Some of the vaccines allocated to Pierce County have gone to adult assisted-care facilities and long-term care facilities, but smaller facilities have been challenging.
Chen recalled that some did not have thermometers at the beginning of the pandemic and reached out to the health department when there was a national shortage.
“Their resources are pretty stretched in adult-family homes,” Chen said.
During the governor’s news conference Thursday, it was reported that 2,400 care facilities in Washington state signed up for the National Long Term Care pharmacy program run by CVS and Walgreens, and that the two companies have told the state that all sites will have received their first vaccine visits by Sunday (Jan. 24).
There has been a delay in registering health care providers as vaccine administrators. Until the last few days, Pierce County only had 20 or so health care providers signed up, health department staff said in a presentation to Pierce County Council on Tuesday. That number recently increased to 89 providers.
Even dermatologist and ophthalmologist offices have signed up to immunize, Chen said.
When providers do become vaccine administrators, their phone lines are slammed with calls, staff told the council. The health department wants to put vaccine schedulers in place at pharmacies and clinics to help answer calls.
“One of the things we’ve learned is once the word is out that you have the vaccine, your phone line gets swamped,” health department staff said in the Tuesday meeting.

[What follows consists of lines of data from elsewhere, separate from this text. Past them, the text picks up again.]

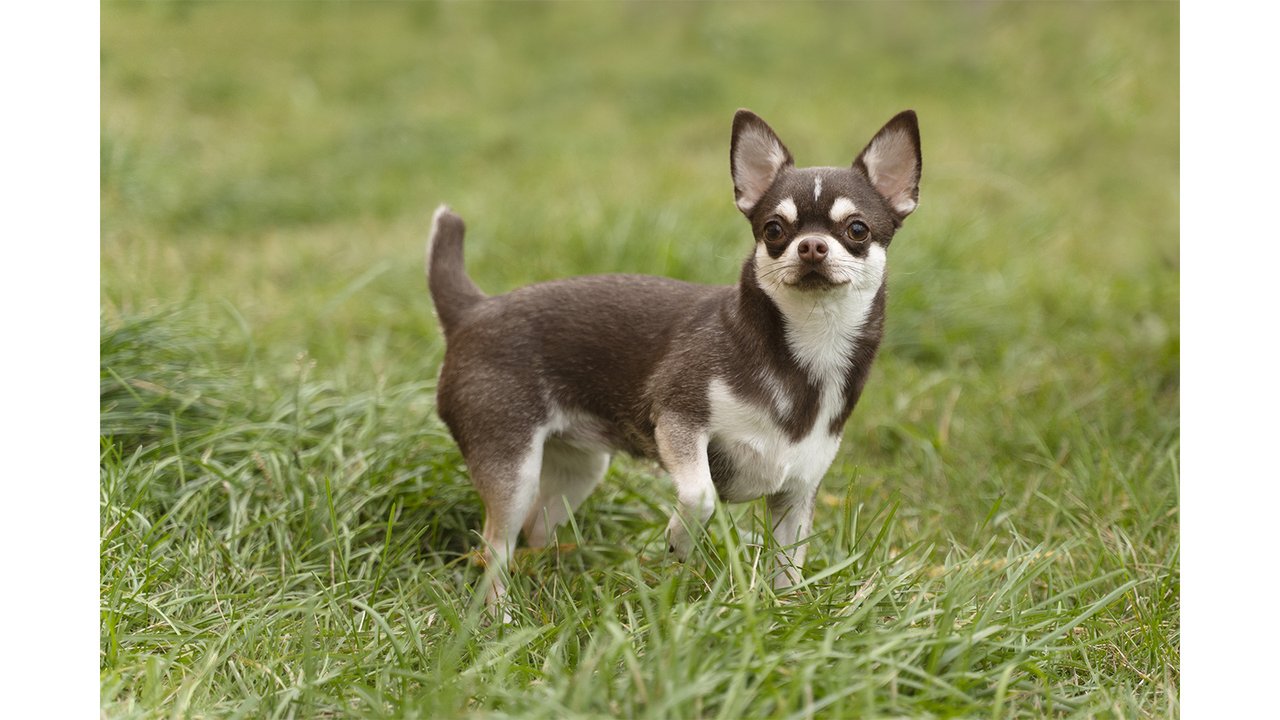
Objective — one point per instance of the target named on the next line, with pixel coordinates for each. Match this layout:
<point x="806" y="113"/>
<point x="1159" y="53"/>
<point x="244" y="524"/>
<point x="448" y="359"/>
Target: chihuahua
<point x="739" y="391"/>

Chen told The News Tribune the health department is creating a phone bank that will help people seeking vaccinations to navigate the system.
“It’s for those who have difficulty accessing websites or setting up the phone line. That’s to help walk them through the process, get them into phase finder, helping them locate clinics,” he said. “But we know we need to find a better system than that, right? Because if we end up having to call 10 clinics for someone, that doesn’t work.”

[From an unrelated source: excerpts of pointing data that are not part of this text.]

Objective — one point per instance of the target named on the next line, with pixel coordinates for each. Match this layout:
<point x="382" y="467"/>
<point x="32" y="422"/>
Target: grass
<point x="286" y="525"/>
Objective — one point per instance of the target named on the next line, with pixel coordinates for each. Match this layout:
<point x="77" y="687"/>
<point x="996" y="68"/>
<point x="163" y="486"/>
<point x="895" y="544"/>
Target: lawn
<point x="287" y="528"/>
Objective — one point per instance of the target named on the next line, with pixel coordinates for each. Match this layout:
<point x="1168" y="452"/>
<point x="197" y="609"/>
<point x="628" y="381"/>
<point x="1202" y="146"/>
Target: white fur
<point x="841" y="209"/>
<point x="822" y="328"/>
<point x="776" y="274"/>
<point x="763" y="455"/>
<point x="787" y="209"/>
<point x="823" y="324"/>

MultiCare and Virginia Mason Franciscan Health officials told The News Tribune this week their phone banks also were swamped as patients try to get on waiting lists with their providers.

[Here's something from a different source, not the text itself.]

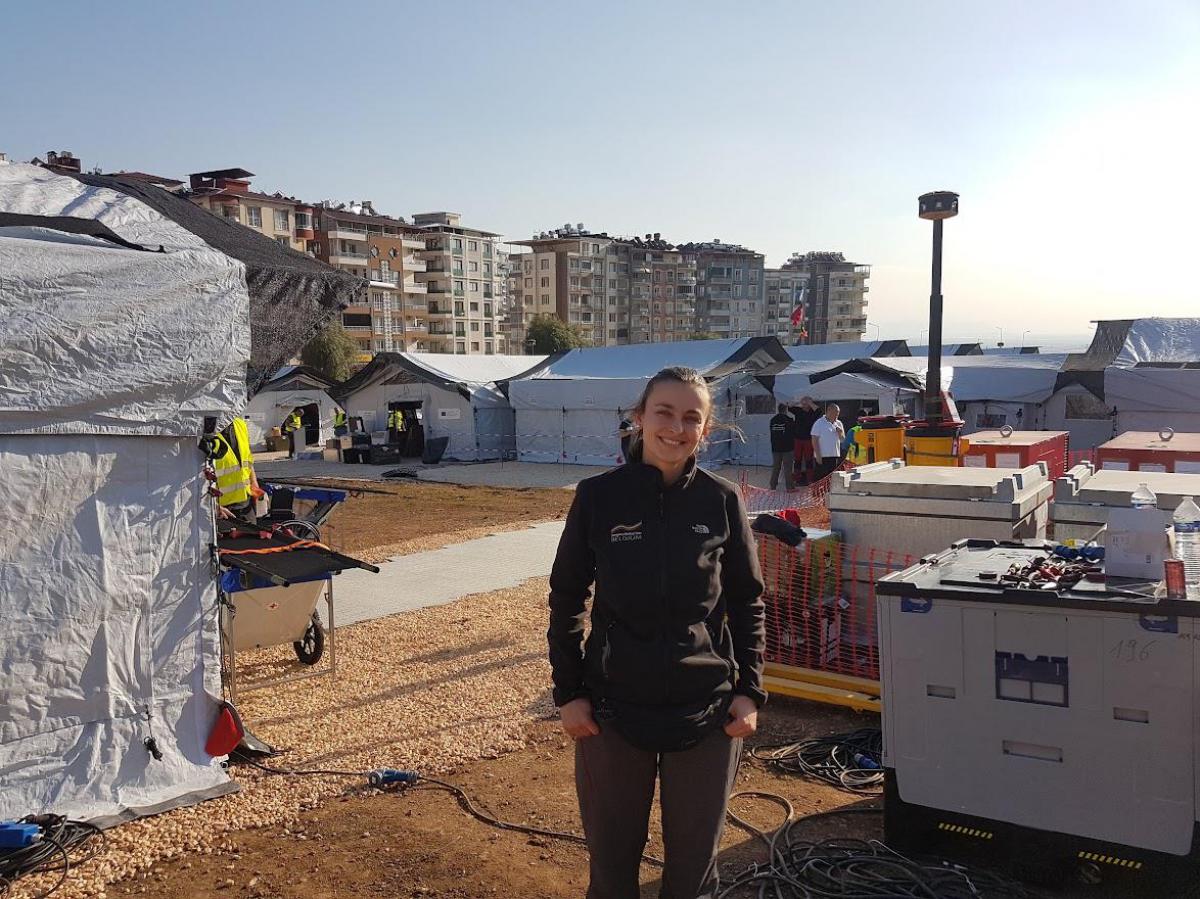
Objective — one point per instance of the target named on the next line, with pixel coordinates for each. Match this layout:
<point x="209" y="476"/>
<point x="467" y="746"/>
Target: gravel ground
<point x="430" y="690"/>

“When we release appointments on our website, they go pretty quickly. And so what I would just advise is people to be patient,” said Wymore. “And if the system is not allowing them to, it’s just because we don’t have the available appointments.”
WHAT’S NEXT
Mass vaccination sites are expected to launch soon for Pierce County with decisions related to those sites being made Thursday, according to Inslee.
The governor also announced a standup clinic in partnership with Amazon for Seattle starting Sunday and said the state was also “engaging the entire pharmacy industry as a distribution network.”
President Joe Biden on Thursday signed a slew of executive orders and memorandums related to the federal pandemic response. While the federal government doesn’t plan on taking over states’ responses, it will bring more of an overall national strategy with plans for funding and mass vaccination sites with the help of the National Guard.
Information related to the national response is at whitehouse.gov/priorities/covid-19/.
Inslee said that while he felt the state had a better partner now in the White House to get vaccines, supplies are still the No. 1 issue.
“We will see more doses when the federal government gives us more doses,” Inslee said. “I just can’t create vaccines out of thin air and that’s the problem. So the whole state will see more doses when the federal government starts to produce more doses.”
Pierce County’s top health official said he is hopeful that as more companies ramp up production of vaccines, it will become easier to get immunized.
“There will be more vaccines coming, it’s just that we don’t have a whole lot now,” Chen said.